I got my file extensions mixed up, thought this was going to be a "Use M$ Excel as an IDE" type post.
I guess I just don't get the point. In order for the page to load it needed to make four round trips on the server sequentially which ended up loading slower than my bloated javascript spa framework blog on a throttled connection. I don't really see how this is preferential to html, especially when there is a wealth of tools for building static blogs. Is it the no-build aspect of it?
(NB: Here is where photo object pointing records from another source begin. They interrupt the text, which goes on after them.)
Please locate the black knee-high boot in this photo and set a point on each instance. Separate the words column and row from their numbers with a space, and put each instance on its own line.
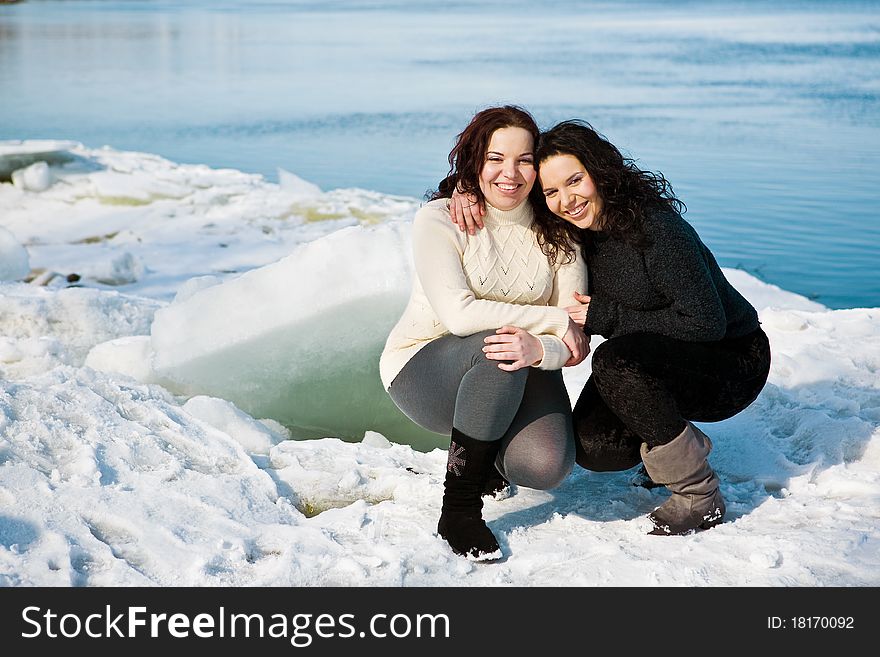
column 469, row 466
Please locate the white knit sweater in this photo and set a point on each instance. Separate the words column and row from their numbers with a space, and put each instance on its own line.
column 470, row 283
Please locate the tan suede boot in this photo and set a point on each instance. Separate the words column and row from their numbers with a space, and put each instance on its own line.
column 681, row 465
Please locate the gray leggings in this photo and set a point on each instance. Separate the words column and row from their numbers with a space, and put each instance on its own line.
column 450, row 382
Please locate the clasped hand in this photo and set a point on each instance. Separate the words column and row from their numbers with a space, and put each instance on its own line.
column 522, row 349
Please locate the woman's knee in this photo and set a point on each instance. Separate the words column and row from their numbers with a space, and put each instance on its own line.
column 539, row 472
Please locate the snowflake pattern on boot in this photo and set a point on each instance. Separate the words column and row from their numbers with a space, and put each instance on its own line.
column 456, row 460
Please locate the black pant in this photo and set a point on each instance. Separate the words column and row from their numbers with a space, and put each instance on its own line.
column 644, row 387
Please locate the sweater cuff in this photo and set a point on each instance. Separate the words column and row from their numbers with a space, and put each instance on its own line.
column 556, row 354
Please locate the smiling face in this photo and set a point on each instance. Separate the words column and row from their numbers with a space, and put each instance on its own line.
column 570, row 191
column 508, row 171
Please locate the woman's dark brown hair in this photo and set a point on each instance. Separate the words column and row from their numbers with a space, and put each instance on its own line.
column 469, row 153
column 629, row 195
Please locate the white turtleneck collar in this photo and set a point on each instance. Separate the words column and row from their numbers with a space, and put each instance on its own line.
column 521, row 215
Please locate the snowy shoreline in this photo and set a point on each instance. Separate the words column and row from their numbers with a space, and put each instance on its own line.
column 121, row 468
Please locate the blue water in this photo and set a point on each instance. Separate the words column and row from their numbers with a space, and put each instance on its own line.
column 765, row 116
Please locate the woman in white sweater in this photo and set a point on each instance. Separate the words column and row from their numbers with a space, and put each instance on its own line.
column 478, row 350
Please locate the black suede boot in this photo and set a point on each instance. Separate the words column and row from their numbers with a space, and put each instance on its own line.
column 468, row 468
column 497, row 487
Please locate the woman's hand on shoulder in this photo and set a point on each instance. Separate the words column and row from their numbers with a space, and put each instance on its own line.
column 466, row 212
column 511, row 343
column 578, row 343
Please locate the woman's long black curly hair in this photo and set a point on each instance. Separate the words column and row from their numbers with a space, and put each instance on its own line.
column 629, row 195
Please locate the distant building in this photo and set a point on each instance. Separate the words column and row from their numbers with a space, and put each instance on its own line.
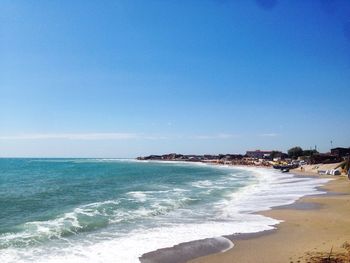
column 340, row 152
column 258, row 154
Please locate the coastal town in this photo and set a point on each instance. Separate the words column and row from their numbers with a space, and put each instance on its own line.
column 295, row 157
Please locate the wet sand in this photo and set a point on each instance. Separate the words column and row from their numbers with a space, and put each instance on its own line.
column 314, row 227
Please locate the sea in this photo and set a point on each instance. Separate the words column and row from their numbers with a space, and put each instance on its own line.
column 115, row 210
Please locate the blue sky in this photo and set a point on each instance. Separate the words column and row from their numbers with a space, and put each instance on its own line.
column 128, row 78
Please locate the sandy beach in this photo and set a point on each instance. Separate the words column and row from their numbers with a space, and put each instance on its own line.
column 315, row 228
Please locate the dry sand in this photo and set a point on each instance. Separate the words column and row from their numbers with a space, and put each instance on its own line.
column 312, row 228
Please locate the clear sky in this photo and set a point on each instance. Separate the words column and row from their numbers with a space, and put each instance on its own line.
column 128, row 78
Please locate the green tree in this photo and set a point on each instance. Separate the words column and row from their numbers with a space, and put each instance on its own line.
column 295, row 152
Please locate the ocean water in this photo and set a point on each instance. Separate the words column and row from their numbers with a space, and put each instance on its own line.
column 110, row 210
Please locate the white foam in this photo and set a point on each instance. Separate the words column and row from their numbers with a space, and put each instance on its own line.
column 235, row 214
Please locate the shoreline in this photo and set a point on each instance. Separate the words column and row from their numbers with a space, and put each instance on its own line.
column 208, row 250
column 312, row 227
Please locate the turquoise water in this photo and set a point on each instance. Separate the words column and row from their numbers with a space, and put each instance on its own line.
column 98, row 210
It did make all those requests, but only because the author set up caching incorrectly. If the cache headers were to be corrected, site.xsl, pages.xml, and posts.xml would only need to be downloaded once.
The cache headers are correct, you can't indefinitely cache those because they might change. Maybe you could get away with a short cache time but you can't cache them indefinitely like you can a javascript bundle.
Not to mention on a more involved site, each page will probably include a variety of components. You could end up with deeper nesting than just 4, and each page could reveal unique components further increasing load times.
I don't see much future in an architecture that inherently waterfalls in the worst way.